EPİSTEMOLOJİ - Ünite 7: Algının Epistemolojisi Özeti :

PAYLAŞ:

Ünite 7: Algının Epistemolojisi

Giriş

İnsan bilgisinin kaynakları ve oluşumsal yapısı konusunda önemli tartışmalar yapan deneyimciler ve usçular, algıların bilgisel bir önem taşıdığı konusunda uzlaşım içindedirler. Ayrıldıkları nokta ise bilginin bilgisel dünyamız içinde ne büyüklükte bir yer kapladığı ve epistemolojik işlevinin tam olarak ne olduğudur.

Deneyimciler algı parçalarının ve algılama süreçlerinin kendilerinin bilginin tümünün oluşumunun açıklanmasında yeterli olabileceğini savlarken, usçular bu görüşü reddeder. Şüpheciler de algı konusunda farklı şeyler savunurlar. Bunlardan en önemlisi, algılardan gelen bilginin en güvenilir bilgi olduğu yönündeki inancın tartışılmasıyla ilgili olandır. Felsefecilerin öne sürdüğü temel kuramları incelemek, algı konusunun anlaşılması bakımından büyük önem taşımaktadır.

Algı Psikolojisi

‘Algı’yı incelemeye geçmeden önce, bu kavramın ‘duyum’dan farkına değinmek gerekir. Beş duyu aracılığıyla duyu verileri almak bizim zihinselliğimiz açısından bilinçli süreçler değillerdir. Bu süreçler bütünüyle fizyolojik düzeyde gerçekleşir. O yüzden, ‘duyusal yollardan dünyadan veri alma’ kavramı için günlük dilde bazen ‘algı’ kavramı kullanılsa da, bu durum yanıltıcı bir yön içermektedir. Deneysel psikolojinin bilişsel kanadında yer alan kuramcılara göre algı, duyulardan gelen verilerin zihinsel yapımız tarafından seçilmesi, organize edilmesi ve yorumlanması olarak anlaşılmalıdır. Başka bir deyişle; görsel, işitsel ve diğer algılar, duyulardan farklı olarak, beynin etken işlevlerini gerekli kılar.

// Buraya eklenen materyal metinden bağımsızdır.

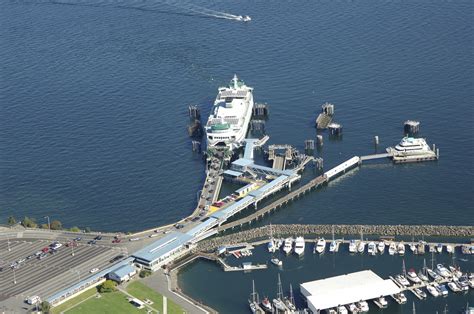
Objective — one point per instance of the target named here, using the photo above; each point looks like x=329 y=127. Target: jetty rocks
x=296 y=229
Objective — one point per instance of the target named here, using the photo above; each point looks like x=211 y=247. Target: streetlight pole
x=49 y=225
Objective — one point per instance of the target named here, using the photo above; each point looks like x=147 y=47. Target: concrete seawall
x=380 y=230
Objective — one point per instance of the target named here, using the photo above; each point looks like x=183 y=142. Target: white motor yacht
x=341 y=309
x=401 y=248
x=353 y=308
x=392 y=249
x=372 y=248
x=381 y=247
x=352 y=246
x=288 y=245
x=276 y=262
x=454 y=287
x=443 y=271
x=299 y=246
x=402 y=280
x=412 y=276
x=321 y=245
x=432 y=290
x=363 y=306
x=332 y=246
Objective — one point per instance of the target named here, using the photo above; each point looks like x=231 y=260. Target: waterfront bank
x=464 y=232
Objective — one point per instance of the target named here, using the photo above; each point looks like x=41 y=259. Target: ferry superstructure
x=230 y=116
x=410 y=146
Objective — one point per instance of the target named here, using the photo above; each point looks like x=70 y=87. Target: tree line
x=29 y=222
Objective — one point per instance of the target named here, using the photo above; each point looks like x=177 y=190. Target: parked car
x=116 y=258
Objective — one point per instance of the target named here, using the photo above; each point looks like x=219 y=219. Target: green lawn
x=113 y=302
x=142 y=292
x=62 y=307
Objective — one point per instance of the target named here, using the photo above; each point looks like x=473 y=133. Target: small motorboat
x=267 y=305
x=381 y=247
x=352 y=246
x=433 y=274
x=332 y=246
x=454 y=287
x=439 y=248
x=276 y=262
x=412 y=276
x=341 y=309
x=382 y=302
x=363 y=306
x=432 y=290
x=443 y=289
x=402 y=280
x=449 y=248
x=321 y=245
x=401 y=248
x=392 y=249
x=353 y=308
x=372 y=248
x=420 y=292
x=442 y=271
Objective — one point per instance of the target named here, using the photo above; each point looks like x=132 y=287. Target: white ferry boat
x=229 y=120
x=411 y=146
x=288 y=245
x=299 y=246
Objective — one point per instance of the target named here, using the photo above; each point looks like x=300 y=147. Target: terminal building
x=331 y=292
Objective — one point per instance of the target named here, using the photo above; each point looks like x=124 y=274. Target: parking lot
x=56 y=270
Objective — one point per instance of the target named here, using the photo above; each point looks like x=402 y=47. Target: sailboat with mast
x=278 y=302
x=290 y=301
x=254 y=301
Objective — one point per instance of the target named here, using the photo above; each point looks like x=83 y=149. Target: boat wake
x=177 y=7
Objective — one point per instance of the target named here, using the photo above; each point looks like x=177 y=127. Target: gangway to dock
x=375 y=156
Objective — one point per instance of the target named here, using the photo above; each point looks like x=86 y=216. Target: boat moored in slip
x=412 y=276
x=433 y=274
x=288 y=245
x=392 y=249
x=267 y=305
x=321 y=246
x=372 y=248
x=432 y=290
x=352 y=246
x=401 y=248
x=363 y=306
x=443 y=271
x=353 y=308
x=454 y=287
x=439 y=248
x=299 y=246
x=381 y=247
x=276 y=262
x=333 y=246
x=419 y=293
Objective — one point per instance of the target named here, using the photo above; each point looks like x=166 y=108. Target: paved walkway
x=159 y=282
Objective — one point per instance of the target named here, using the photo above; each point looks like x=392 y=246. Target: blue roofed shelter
x=123 y=273
x=162 y=251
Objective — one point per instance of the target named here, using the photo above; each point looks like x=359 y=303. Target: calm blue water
x=94 y=96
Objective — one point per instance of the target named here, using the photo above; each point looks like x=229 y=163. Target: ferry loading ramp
x=346 y=289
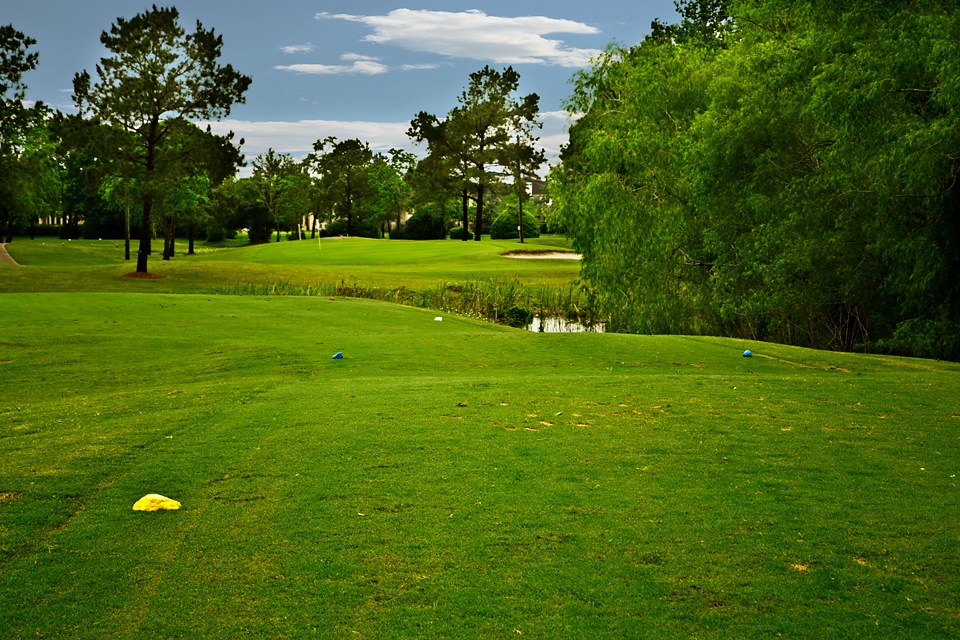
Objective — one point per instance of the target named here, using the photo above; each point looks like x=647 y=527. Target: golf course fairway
x=455 y=478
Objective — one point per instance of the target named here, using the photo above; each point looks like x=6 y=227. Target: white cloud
x=365 y=65
x=475 y=35
x=298 y=48
x=419 y=67
x=352 y=57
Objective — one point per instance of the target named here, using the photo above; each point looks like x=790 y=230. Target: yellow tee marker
x=155 y=502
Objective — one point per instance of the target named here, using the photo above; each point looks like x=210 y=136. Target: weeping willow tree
x=781 y=170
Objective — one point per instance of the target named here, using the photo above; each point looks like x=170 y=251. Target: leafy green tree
x=445 y=171
x=793 y=180
x=487 y=131
x=237 y=204
x=31 y=178
x=16 y=59
x=16 y=122
x=392 y=193
x=284 y=188
x=156 y=71
x=345 y=167
x=520 y=155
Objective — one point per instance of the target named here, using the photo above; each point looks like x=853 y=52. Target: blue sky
x=352 y=69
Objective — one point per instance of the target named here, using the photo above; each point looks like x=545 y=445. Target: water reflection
x=559 y=325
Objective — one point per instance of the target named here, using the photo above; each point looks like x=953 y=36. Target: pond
x=559 y=325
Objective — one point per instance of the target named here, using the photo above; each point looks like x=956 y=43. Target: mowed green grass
x=97 y=265
x=459 y=479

Varsayımlar ve inançlar algı süreçlerinin içine sıklıkla dâhil olmaktadırlar. Biz genellikle nesneleri ‘anlamlandırarak’ algılama eğilimindeyizdir. Dahası, bir nesneye bakarken içinde bulunduğumuz ‘beklentiler’ de algımızı etkiler. 20. yüzyılda J. Gibson gibi deneysel psikologlar algının özellikle bu yönünü vurgulamışlar ve algısal süreçlerin önemli bir oranda yukarıdan-aşağıya (yani genelden-tikele veya varsayımdan-olguya) diyebileceğimiz bir özellik taşıdığını savlamışlardır. Böyle durumlarda, bağlamsal dünya bilgisi (yani ‘genel olan’), algının nesnesini (yani ‘özel durumu’) tanımlamada işlevsel olmaktadır.

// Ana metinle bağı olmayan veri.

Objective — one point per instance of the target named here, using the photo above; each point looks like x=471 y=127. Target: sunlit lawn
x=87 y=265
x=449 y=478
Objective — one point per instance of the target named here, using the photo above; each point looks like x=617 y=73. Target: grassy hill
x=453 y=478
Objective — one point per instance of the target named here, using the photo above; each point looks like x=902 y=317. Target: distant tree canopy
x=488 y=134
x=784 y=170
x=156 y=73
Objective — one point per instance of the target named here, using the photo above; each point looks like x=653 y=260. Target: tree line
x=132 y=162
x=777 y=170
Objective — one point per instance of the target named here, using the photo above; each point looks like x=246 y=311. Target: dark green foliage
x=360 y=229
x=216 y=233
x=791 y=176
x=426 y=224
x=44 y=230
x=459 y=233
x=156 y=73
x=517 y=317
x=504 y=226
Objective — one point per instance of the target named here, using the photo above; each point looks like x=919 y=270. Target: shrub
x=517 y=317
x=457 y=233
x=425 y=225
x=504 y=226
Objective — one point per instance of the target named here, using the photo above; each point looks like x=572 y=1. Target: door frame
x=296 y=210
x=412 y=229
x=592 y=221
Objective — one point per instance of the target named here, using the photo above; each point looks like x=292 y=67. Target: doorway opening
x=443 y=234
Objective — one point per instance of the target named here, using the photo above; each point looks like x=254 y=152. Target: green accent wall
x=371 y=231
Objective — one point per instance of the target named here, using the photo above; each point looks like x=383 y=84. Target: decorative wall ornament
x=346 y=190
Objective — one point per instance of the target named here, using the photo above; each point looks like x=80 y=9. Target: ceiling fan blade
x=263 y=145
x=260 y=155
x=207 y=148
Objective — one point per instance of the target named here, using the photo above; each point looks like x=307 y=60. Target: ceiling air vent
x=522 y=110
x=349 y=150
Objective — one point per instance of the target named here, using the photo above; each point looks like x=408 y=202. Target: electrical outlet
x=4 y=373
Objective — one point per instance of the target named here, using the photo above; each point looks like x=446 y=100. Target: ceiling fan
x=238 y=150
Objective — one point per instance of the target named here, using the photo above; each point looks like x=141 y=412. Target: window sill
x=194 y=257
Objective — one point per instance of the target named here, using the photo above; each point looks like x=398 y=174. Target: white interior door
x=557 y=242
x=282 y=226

Algı Süreçlerinin Gizemine Bir Örnek: Göz Yanılsamaları

Felsefecileri en fazla düşünmeye sevk eden algısal durumlardan biri göz yanılsamaları veya illüzyonlardır. Yanılsamaları epistemolojik açıdan ilginç kılan temel bir neden, öznelerin belli bir algısal durumun yanılsama olduğu bildikleri halde bile, o yanılgının üstesinden gelip ‘gerçek durumu’ algılamayı başaramamalarıdır. Bu durum, algının kendine özgü bir çeşit iç mantığı olduğunu ve bizim bazen düşünsel yollarla onun işleyişine etki edemeyeceğimizi göstermektedir. Bilişsel bilimcilere göre, algısal mekanizmalarımız sürekli olarak algı verilerinin ne anlama geldiğini çözmeye ve nesneleri tanımlamaya çalışırlar. Bilincimizin dışında otomatik olarak gerçekleşen bu süreçler iç çelişkiler barındırdığında ise, yanılsama gibi sıra dışı durumlarla karşılaşılır.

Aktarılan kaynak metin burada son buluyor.